Supervised Learning - K-Nearest Neighbors

As a classification algorithm, K-nearest neighbors, produces a result that is a class 'membership'. The words are classified by a vote of its neighbors, with the word being assigned to the class most common among its k nearest neighbors (k is a positive integer, typically small). Additionally, KNN is a lazy learning algorithm, where the function is only approximated locally and all computation is deferred until classification, a desirable feature for a dataset so large.

I split the data into a training set and test set then initialized using 3 nearest neighbors. The overall accuracy was over 97% and I included a section of classification report and the confusion matrix below.

accuracy                           0.97     99111

macro avg 0.94 0.93 0.94 99111 weighted avg 0.97 0.97 0.97 99111

confusion

Conclusion and Implications

This means the model can be used as an efficient method to review emails in order to find people worth investigating. The K-means algorithm separated the email body into people and words. These people who were say in the top 20, were all implicated in some way during the Enron scandal in 2001. Then to make our future selves more efficient we took those clusters, called them 'true' labels in the KNN algorithm and used that to look at the words. With over 97% accuracy we were able to classify these words as important or not.

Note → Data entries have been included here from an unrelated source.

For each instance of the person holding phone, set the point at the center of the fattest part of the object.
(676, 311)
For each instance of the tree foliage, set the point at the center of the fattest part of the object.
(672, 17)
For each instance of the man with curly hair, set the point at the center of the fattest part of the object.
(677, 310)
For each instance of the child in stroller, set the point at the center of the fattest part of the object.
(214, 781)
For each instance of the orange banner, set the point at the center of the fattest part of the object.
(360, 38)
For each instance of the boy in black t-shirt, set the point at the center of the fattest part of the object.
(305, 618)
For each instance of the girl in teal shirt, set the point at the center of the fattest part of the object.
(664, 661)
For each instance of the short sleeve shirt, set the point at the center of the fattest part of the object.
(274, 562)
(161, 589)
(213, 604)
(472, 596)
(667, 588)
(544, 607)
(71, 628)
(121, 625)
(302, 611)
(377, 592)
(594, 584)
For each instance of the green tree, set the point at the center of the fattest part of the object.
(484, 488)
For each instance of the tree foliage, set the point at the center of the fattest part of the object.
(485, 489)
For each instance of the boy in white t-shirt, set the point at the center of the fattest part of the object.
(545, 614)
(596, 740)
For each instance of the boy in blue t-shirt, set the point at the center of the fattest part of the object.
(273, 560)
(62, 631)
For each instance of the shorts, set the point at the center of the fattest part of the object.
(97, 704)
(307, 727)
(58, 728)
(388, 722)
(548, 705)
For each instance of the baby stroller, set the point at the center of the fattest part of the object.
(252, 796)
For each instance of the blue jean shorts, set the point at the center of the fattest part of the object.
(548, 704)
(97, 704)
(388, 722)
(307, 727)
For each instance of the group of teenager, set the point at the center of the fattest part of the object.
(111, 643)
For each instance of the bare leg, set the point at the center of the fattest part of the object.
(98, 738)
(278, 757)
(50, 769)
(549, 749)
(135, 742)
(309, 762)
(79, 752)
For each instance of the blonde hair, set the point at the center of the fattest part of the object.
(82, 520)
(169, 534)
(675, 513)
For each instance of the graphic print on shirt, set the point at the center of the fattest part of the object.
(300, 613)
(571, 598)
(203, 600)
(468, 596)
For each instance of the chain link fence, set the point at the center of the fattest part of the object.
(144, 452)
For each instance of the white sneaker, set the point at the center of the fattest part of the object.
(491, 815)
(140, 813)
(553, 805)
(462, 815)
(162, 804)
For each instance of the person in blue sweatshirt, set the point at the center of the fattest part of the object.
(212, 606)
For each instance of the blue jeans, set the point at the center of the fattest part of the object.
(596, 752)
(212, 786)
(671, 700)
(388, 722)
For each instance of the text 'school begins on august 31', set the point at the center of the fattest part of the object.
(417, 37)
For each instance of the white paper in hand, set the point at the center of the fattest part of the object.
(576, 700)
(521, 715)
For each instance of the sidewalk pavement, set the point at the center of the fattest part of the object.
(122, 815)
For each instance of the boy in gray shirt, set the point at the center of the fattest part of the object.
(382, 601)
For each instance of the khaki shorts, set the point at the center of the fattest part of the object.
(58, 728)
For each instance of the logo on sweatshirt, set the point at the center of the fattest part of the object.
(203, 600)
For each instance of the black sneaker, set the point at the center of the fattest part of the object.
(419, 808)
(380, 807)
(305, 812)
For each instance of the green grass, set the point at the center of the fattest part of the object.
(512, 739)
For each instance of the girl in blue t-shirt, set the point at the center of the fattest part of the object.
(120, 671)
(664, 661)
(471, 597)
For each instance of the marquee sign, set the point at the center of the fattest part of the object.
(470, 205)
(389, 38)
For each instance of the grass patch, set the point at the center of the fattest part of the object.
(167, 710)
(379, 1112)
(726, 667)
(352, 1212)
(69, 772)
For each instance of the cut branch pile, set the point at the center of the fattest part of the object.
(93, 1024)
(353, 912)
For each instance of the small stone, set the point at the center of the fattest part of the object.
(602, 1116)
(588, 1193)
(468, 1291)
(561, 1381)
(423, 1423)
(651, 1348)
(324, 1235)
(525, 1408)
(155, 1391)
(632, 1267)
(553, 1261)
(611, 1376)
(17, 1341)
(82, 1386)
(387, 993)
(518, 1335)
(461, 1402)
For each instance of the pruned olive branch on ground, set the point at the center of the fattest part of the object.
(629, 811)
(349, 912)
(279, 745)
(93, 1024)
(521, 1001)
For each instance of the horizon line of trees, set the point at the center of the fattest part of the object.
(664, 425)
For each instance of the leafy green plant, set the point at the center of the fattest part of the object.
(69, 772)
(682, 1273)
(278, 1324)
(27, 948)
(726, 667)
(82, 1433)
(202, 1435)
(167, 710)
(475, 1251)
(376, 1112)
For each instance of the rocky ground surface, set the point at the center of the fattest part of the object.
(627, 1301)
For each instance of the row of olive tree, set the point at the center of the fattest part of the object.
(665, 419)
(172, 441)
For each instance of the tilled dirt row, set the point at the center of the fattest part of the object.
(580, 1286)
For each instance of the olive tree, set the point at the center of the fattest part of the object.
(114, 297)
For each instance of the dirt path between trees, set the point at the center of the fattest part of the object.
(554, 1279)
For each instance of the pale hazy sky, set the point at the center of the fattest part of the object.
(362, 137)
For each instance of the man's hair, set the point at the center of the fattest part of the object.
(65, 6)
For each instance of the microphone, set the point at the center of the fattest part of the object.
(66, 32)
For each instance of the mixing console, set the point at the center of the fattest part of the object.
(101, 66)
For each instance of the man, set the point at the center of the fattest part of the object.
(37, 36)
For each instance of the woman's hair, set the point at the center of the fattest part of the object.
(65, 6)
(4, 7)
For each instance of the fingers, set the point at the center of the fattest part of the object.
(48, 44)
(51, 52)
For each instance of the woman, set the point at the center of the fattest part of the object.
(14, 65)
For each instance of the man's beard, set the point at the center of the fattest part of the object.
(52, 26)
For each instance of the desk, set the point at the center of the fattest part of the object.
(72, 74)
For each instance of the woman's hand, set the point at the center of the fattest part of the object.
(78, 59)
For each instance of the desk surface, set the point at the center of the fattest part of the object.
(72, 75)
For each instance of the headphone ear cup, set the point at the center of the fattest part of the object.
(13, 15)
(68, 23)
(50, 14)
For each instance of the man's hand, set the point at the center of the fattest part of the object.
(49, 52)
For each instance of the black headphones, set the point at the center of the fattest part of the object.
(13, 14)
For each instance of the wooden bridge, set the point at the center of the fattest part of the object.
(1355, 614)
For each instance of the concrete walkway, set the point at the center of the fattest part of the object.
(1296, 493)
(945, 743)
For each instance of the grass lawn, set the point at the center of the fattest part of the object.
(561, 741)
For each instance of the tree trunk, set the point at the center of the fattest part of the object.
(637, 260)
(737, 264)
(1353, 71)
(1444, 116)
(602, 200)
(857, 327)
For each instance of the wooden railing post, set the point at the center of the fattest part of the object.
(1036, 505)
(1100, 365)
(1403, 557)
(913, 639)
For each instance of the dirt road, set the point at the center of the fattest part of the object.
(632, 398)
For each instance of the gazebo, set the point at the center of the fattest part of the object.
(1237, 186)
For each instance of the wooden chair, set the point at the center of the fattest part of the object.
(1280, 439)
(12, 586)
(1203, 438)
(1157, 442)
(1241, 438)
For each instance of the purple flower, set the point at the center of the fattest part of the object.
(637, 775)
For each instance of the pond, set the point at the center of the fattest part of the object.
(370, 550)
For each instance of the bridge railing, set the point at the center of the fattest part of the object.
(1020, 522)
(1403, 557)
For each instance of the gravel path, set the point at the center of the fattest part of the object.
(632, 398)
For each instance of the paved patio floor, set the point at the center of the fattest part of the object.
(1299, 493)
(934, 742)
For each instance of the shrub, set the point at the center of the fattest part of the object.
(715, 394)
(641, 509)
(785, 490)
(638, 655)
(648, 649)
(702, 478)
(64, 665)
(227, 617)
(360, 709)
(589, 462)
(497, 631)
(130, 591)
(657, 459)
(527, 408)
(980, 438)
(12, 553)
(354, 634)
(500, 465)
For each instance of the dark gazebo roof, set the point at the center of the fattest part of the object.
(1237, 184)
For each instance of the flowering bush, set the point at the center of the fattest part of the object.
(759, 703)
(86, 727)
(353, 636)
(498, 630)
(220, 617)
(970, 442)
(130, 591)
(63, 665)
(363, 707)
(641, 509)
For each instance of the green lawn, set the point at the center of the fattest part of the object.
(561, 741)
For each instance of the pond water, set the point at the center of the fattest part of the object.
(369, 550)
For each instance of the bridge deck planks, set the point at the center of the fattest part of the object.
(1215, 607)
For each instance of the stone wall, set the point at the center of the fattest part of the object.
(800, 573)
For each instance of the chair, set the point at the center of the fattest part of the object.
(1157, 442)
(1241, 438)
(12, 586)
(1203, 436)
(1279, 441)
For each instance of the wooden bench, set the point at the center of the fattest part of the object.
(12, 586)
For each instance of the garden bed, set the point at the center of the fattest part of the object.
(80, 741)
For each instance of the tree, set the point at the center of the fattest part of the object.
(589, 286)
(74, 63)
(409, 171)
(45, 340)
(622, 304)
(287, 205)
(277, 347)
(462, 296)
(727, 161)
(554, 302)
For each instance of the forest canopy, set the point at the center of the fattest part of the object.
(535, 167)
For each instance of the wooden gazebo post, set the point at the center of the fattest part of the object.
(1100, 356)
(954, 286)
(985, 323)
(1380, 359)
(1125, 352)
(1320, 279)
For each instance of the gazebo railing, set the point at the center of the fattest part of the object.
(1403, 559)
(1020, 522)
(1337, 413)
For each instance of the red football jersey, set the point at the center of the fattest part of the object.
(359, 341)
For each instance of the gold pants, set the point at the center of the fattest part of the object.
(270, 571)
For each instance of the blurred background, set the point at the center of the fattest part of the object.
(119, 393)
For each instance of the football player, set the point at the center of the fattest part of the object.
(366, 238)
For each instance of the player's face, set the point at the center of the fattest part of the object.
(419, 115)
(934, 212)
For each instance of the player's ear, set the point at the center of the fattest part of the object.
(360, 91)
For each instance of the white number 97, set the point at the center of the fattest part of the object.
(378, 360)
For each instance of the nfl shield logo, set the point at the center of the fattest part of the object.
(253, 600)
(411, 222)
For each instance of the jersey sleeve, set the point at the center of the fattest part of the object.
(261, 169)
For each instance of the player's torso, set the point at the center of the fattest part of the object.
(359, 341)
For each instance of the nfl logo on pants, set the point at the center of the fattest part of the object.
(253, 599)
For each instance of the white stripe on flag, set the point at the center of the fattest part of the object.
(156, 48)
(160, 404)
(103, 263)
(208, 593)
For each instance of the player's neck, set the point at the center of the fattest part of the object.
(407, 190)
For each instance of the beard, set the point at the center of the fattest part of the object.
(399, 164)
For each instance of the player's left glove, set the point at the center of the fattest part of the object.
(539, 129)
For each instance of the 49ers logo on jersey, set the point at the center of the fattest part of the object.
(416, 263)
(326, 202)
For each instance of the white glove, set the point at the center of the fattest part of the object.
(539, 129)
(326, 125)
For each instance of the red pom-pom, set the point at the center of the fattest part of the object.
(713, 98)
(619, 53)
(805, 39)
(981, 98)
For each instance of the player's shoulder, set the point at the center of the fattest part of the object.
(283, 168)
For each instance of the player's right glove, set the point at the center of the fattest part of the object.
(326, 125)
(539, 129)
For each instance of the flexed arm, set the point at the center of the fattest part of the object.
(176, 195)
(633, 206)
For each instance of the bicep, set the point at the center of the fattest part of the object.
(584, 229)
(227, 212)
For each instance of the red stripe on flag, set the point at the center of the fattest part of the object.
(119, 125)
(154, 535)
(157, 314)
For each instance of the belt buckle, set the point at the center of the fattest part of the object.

A business should be able to take new emails and find people who might be worth a second look using the model. The application in Fraud and Risk management is very clear. A company can use a trained algorithm like this to find the people who may be at risk of committing fraud. It could be that the person is really in a central position and has access to a large amount of sensitive data, it could also be the person is a 'deal executor' and has significant power over the bottomline. Whatever the reason, if an algorithm pair like this suggests a person is worth reviewing the next step would be to have a fraud analyst do a more in depth investigation. The machine learning is a great first step and frees up business resources for other activities, but it does not eliminate the need for human intervention.

stop

If I had more time...

I could further our work in a number of ways. First, I could find the necessary resources to be able to run the algorithm on the full dataset. Second, I could break our clustering and classifying into two steps: find the people of interest and then going on to look at the language they used in their emails to see if that could be a red flag for fraud in itself. Finally, I could try a number of different clusters or neighbors to see if I could further improve model performance.